L' Viors menuntut Stella untuk meminta maaf secara publik melalui media massa cetak sebanyak 3 kali dengan terbitan hari yang berbeda. Saat ini, kasus Stella telah dilimpahkan ke Kejaksaan Tinggi Jawa Timur.
Padahal hak konsumen untuk mengkritik dan mendapatkan perlindungan sudah tertera pada undang-undang perlindungan konsumen tahun 1999. Namun konsumen, seperti Stella akan terus berjatuhan jika pasal-pasal karet seperti UU ITE masih melenggang.
Mengamini, Hilfili Mahardika, S.H mengatakan sejak pandemi segalanya jadi serba sulit untuk ditangani bahkan pekara kritik terhadap sebuah produk. " Ini hak konsumen untuk mendapatkan barang yang sesuai dengan yang diinginkan, artinya ini sudah menjadi hak konsumen memberi kritik, barang yang ia beli harus sesuai dengan yang diharapkan,” kata salah satu konselor LBH Peka Malang tersebut.
Pasal karet, seperti UU ITE, kerap menjerat siapapun yang memiliki pandangan berseberangan. Menurut Hilmi pasal karet harusnya tidak pernah ada, selain bisa digunakan dengan semena-mena pasal UU ITE bisa jadi alat pukul anti kritik bagi siapapun yang memiliki kepentingan. “Pasal ini mencederai konsumen karena memberikan pendapat di wilayah pembelian barang menjadi tidak aman,” ujarnya pada lentera.
Meski dalam Undang-Undang 45 kebebasan berpendapat telah dijamin oleh negara, ada baiknya jika masyarakat lebih berhati-hati dalam mengungkapkan pendapat di sosial media. Selama pasal-pasal karet belum musnah, masyarakat harus benar-benar jeli untuk mengungkapkan kritik. “Saya rasa yang dilakukan masyarakat itu lebih hati-hati, mengkritik itu boleh yang penting jangan dicampur dengan issue sara,” jelasnya.

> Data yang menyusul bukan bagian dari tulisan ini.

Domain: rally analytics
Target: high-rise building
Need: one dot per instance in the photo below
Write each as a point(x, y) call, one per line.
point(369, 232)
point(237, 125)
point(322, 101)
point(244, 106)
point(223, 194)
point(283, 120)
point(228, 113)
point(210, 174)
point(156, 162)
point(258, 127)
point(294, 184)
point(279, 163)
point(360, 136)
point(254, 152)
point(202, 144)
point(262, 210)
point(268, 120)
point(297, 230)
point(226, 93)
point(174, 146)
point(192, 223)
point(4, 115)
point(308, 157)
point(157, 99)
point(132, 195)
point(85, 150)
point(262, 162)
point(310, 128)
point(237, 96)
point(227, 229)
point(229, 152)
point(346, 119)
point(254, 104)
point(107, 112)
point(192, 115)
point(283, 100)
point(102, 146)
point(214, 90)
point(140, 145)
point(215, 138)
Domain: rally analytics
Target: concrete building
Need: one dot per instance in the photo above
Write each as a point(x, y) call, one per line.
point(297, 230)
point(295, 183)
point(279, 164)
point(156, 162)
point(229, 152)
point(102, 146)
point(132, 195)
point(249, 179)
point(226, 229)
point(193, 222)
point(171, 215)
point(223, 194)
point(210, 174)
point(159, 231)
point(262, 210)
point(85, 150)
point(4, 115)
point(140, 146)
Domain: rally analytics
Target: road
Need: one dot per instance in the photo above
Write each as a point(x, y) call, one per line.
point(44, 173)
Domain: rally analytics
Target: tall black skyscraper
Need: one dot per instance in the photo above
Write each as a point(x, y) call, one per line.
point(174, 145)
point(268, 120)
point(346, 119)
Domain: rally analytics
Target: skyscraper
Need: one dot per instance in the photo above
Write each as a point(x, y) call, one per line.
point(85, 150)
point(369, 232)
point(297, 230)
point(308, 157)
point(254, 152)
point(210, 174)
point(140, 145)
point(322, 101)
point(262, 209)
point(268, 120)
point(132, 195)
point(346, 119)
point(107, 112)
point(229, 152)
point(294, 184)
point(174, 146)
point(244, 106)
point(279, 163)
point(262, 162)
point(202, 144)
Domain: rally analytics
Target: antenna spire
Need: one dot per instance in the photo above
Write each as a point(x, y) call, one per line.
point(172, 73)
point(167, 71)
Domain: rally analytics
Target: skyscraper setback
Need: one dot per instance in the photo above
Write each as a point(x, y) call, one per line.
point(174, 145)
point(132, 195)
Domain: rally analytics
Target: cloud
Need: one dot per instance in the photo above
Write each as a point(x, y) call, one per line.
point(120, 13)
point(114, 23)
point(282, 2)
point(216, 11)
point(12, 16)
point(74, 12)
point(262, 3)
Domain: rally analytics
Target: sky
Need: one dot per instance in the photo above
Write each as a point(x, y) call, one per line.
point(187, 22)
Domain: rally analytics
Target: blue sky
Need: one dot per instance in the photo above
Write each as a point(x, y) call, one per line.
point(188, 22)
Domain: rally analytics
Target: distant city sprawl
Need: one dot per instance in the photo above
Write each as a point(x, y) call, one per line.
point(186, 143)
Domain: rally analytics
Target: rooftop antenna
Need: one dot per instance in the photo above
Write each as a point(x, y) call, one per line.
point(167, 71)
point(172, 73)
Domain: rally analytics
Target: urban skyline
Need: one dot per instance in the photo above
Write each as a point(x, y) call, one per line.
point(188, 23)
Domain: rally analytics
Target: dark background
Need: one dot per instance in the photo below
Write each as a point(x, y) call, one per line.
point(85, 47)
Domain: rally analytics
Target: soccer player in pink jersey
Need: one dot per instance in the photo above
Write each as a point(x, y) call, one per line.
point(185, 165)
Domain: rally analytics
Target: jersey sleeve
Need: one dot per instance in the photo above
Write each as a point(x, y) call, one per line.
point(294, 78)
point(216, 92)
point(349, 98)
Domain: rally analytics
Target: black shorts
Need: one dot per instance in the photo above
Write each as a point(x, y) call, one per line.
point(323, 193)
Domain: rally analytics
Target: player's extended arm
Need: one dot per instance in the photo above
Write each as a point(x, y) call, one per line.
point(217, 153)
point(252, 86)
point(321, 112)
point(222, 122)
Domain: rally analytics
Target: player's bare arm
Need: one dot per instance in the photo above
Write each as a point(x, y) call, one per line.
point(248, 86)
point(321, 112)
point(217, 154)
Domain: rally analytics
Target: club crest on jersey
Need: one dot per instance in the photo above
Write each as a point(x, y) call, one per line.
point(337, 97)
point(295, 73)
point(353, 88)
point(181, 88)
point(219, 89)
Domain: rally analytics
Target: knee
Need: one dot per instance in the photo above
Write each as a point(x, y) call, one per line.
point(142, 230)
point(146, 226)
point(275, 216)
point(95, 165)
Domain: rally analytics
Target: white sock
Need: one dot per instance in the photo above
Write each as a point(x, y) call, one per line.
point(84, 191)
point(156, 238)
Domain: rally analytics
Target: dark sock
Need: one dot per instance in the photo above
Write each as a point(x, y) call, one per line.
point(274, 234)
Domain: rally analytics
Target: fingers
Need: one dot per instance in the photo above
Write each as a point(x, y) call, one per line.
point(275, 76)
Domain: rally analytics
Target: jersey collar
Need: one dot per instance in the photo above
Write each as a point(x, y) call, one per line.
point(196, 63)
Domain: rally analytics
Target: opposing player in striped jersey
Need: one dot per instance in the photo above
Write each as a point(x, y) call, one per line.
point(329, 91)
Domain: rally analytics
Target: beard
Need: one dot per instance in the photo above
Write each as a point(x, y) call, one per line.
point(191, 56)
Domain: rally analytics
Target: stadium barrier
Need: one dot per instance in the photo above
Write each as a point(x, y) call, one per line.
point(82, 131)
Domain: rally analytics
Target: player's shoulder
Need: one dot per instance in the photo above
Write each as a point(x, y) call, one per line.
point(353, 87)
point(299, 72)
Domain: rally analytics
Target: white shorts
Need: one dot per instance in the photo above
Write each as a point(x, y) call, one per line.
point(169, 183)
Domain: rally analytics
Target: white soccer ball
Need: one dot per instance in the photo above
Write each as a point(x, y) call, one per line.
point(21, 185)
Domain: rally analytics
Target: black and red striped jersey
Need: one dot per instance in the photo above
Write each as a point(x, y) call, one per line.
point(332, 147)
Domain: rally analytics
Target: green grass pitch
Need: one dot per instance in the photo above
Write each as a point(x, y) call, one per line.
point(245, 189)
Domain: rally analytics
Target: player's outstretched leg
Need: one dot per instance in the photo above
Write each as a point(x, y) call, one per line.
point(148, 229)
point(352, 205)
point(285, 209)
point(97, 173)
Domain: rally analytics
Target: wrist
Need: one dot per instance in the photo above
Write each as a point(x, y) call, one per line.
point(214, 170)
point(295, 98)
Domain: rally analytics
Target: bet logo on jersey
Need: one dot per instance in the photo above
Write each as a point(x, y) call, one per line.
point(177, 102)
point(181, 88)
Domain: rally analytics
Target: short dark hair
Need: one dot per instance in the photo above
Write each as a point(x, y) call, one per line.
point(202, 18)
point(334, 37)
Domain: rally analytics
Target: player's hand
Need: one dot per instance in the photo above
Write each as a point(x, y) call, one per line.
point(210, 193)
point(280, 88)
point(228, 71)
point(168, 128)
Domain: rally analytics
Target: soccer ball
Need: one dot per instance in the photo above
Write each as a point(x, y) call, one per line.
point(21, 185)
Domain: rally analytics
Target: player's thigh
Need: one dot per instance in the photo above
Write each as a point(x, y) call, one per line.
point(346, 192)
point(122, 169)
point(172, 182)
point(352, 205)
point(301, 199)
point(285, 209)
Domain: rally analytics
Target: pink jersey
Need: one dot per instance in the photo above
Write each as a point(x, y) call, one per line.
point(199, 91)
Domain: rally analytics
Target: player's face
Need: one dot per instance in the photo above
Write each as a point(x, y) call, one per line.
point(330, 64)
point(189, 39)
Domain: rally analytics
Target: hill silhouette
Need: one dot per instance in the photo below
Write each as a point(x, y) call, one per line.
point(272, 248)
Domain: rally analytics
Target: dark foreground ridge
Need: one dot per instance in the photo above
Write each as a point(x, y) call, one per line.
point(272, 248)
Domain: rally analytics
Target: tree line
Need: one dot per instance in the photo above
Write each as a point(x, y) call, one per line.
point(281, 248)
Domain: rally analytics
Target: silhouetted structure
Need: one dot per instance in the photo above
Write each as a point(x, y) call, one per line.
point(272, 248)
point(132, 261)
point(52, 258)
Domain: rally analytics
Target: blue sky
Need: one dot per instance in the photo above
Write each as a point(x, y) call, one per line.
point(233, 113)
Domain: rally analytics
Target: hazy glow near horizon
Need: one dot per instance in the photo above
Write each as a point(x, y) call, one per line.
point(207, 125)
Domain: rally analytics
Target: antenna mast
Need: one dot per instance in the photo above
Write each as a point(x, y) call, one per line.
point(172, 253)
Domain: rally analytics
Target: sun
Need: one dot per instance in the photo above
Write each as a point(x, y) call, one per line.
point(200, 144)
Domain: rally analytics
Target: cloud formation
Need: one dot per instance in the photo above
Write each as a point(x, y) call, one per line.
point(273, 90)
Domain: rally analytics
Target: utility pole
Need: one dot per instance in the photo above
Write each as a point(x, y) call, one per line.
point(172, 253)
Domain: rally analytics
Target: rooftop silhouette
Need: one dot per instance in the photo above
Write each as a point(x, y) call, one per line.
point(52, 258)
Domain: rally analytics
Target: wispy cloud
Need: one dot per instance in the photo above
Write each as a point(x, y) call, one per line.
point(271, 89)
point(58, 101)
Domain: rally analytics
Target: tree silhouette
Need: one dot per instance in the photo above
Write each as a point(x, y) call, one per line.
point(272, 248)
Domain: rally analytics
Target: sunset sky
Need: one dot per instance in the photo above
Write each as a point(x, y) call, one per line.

Peran Badan Perlindungan Konsumen Nasional (BPKN) dinilai kurang maksimal. Penanganan terhadap beberapa kasus seperti Stella, masih bisa lolos dari pandangan. “Bagaimana BPKN mengawasi secara ketat, karena banyak sekali terjadi penipuan barangnya tidak datang dan lain sebagainya. Sehingga pengawasan terhadap perusahaan ini masih belum maksimal.” tutup Hilmi. (ree)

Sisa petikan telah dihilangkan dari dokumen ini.